An Enterprise Investment Scheme that backed an online learning business has given investors a 75x return on their money in a little over five years.

The Par Syndicate, a business angel network established by Edinburgh-based venture capital firm Par Equity, acquired Glasgow International Correspondence Schools in late 2012. It has just been sold to a private equity backed MBO.

Although it was a long-established “distance learning” specialist, ICS Learn (as it became known) had an uncertain future. The company was refocused and has experienced five years of growth, transforming itself into a fully fledged online education provider and an innovator with virtual learning environments. The company caters for more than 15,000 online students around the globe.

Par Equity Managing Partner Paul Munn said: “The total return for an initial £1,000 investment is over 75x on a pre-tax basis and over 100x if you take EIS reliefs into account.

“So, this is a huge success story for all concerned – for the investors, for the company and its employees and for the thousands of students who use ICS Learn to build their skills.

“It demonstrates the power of EIS and the importance of releasing capital to finance and develop promising UK businesses, particularly those in knowledge-intensive sectors.”

Munn added: “Having achieved a significant transformation of the business, we saw there was a clear opportunity for a strong exit.

“On balance, although the board did weigh the potential to continue to operate and grow the business, it was felt that new owners would better support further expansion.

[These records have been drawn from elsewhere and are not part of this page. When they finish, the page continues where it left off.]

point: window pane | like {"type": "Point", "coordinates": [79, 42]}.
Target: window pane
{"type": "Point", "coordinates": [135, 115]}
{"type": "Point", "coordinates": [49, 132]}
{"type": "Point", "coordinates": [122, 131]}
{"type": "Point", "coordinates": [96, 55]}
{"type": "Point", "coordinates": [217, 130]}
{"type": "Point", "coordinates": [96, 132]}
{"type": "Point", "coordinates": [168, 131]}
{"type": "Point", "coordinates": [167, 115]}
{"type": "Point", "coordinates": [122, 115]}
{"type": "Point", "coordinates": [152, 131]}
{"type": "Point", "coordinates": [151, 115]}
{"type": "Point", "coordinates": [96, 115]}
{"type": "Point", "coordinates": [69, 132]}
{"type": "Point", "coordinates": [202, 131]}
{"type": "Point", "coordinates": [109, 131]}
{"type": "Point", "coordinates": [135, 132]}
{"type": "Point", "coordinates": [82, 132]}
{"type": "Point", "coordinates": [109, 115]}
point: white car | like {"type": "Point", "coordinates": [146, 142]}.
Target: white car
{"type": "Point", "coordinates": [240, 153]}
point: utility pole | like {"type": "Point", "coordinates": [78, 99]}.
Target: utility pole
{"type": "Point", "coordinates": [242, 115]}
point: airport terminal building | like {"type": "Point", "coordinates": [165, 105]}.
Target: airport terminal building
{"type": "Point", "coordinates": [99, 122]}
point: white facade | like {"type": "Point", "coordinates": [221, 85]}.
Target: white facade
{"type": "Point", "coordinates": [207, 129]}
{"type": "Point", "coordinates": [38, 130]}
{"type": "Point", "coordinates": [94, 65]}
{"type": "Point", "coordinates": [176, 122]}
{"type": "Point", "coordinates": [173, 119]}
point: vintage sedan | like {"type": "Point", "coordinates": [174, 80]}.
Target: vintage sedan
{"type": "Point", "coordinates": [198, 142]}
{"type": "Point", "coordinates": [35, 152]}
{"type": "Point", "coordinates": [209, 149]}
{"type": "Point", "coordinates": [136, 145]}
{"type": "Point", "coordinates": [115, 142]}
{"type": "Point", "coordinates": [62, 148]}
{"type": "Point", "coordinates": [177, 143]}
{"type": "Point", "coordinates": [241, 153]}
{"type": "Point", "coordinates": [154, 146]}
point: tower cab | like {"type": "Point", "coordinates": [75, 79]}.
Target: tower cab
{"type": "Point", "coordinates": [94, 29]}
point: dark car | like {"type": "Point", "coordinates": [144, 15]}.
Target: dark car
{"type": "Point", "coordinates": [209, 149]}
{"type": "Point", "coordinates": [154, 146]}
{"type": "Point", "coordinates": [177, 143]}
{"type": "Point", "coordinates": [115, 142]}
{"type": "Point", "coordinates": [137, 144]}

“We exited in the knowledge that ICS Learn is now a leading provider in every sector that it focuses on and the fastest-growing online education business in the country.

“Par Equity has now invested over £50 million in 45 companies, the sale of ICS Learn brings the number of exits for Par Equity investors to 12 (both positive and negative). These twelve exits have generated aggregate proceeds of £38.0 million on investment of £7.8 million, representing a cash-on-cash multiple of 4.9x and a realised IRR of 41%.”